Simplifying the Process for Smaller Reporting Companies Using Form S-1
5. Smaller Reporting Companies May Forward Incorporate by Reference in Form S-1. Currently, a shelf registration statement on Form S-1 does not automatically incorporate Exchange Act filings made by the issuer after the effective date of the shelf registration statement. In other words, Form S-1, unlike Form S-3, does not permit “forward incorporation by reference.” In order to keep a shelf registration statement on Form S-1 current and incorporate subsequent Exchange Act filings, an issuer must frequently file prospectus supplements or amendments to the Form S-1 (some of which have to be declared effective by the SEC). This is a burdensome process, particularly for those smaller issuers who do not qualify to use Form S-3. Under Section 84001 of the FAST Act, the SEC must revise Form S-1 to permit a “smaller reporting company” (generally defined as an issuer with a public float of less than $75 million as of the last business day of its most recently completed second fiscal quarter) to automatically incorporate by reference Exchange Act filings made by the issuer after the effective date of the registration statement. The SEC is charged with revising Form S-1 to reflect this change within 45 days after enactment of the law.

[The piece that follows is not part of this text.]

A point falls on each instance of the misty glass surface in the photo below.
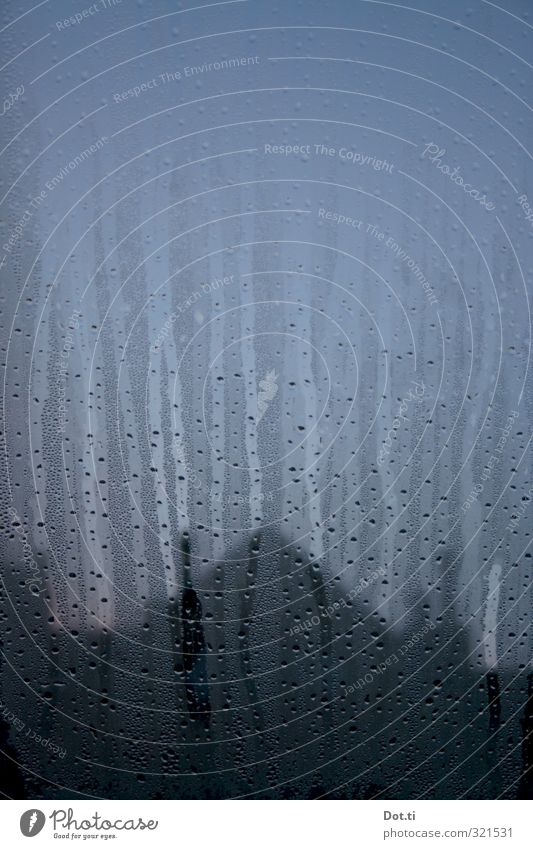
(266, 397)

What does this mean for our clients? Adding the feature of forward incorporation by reference to Form S-1 registration statements provides one of the key benefits of Form S-3 to a group of issuers that are not large enough to qualify to use Form S-3. This will result in significant time and cost savings for smaller reporting companies that seek to maintain a shelf registration statement in order to access the capital markets. It may also make PIPEs and other private placements more accessible to smaller reporting companies as they can more easily provide investors with a resale registration statement following the private placement.
Simplifying Disclosure Requirements and Revisiting Regulation S-K
6. Issuers May Submit Summary Pages with Form 10-K. Section 72001 of the FAST Act requires the SEC to issue regulations within 180 days after enactment permitting all registrants to submit a summary page with their Annual Report on Form 10-K that provides cross-references to the more detailed discussion in the body of the Form 10-K. The cross-reference may include a hyperlink to the applicable section of the Form 10-K.

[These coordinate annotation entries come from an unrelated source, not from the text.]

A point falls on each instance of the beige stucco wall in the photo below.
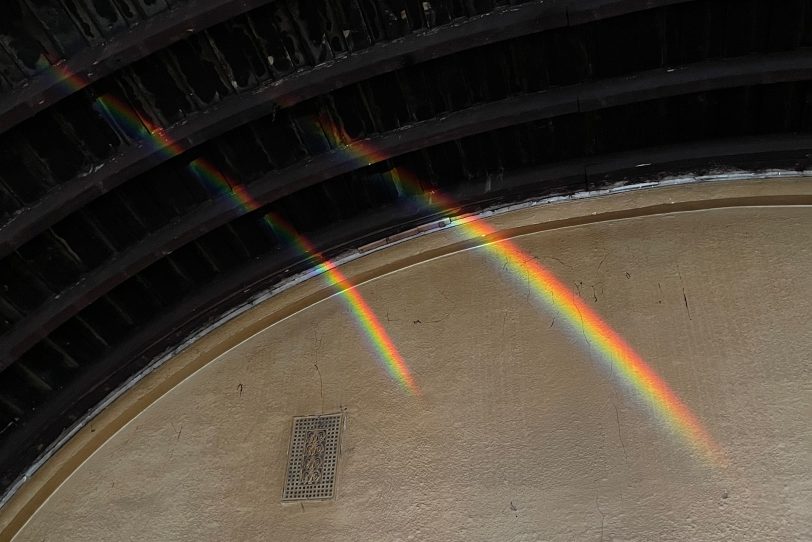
(519, 432)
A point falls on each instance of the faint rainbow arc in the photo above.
(616, 353)
(139, 128)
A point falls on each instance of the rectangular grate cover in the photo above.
(312, 458)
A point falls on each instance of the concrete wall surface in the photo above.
(522, 426)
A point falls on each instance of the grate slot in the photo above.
(312, 458)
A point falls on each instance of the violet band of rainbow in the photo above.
(137, 127)
(615, 353)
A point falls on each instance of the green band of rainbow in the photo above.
(616, 355)
(138, 127)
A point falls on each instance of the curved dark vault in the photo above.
(113, 251)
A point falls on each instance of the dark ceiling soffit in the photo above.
(93, 63)
(581, 98)
(177, 324)
(237, 110)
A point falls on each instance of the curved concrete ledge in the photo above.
(92, 433)
(581, 98)
(235, 111)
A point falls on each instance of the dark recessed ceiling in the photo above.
(114, 247)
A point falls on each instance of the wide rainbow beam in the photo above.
(139, 128)
(615, 353)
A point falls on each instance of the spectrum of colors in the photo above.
(139, 128)
(617, 355)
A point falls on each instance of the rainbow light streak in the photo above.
(376, 334)
(140, 129)
(617, 355)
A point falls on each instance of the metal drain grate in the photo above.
(312, 458)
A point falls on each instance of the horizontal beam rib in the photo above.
(579, 98)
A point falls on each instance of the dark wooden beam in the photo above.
(18, 450)
(236, 110)
(579, 98)
(93, 63)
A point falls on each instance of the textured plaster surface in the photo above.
(519, 432)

What does this mean for our clients? This change will impact all reporting companies, whether large or small. Until the SEC regulations are published, it is hard to predict exactly how brief the summary will be and whether registrants will take advantage of the option to include the summary pages with their Form 10-K. If registrants adopt the practice, it would not be surprising for the summary to become, to some extent, a marketing or investor relations tool (similar to the summary sections of CD&A a few years ago).
7. SEC is Charged with Simplifying Regulation S-K. The FAST Act requires the SEC to simplify Regulation S-K and eliminate duplicative or unnecessary requirements. The FAST Act also requires the SEC to conduct a study of ways for issuers to provide material information to investors at reduced costs. The SEC is charged with issuing the regulations within 180 days after enactment of the law and submitting the results of its study to Congress within 360 days after enactment of the law.

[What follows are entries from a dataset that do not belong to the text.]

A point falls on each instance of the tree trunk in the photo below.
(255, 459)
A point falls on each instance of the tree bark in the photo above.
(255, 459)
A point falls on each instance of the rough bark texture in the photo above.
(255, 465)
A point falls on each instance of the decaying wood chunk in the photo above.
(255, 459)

What does this mean for our clients? There is clearly a focus on both simplifying disclosure so that it will be more easily understood by investors and reducing the burdens on smaller issuers such as EGCs and smaller reporting companies. It remains to be seen what changes will result from these “simplification” requirements, how quickly those changes will be implemented by the SEC and whether they will have a meaningful impact on the compliance costs of issuers.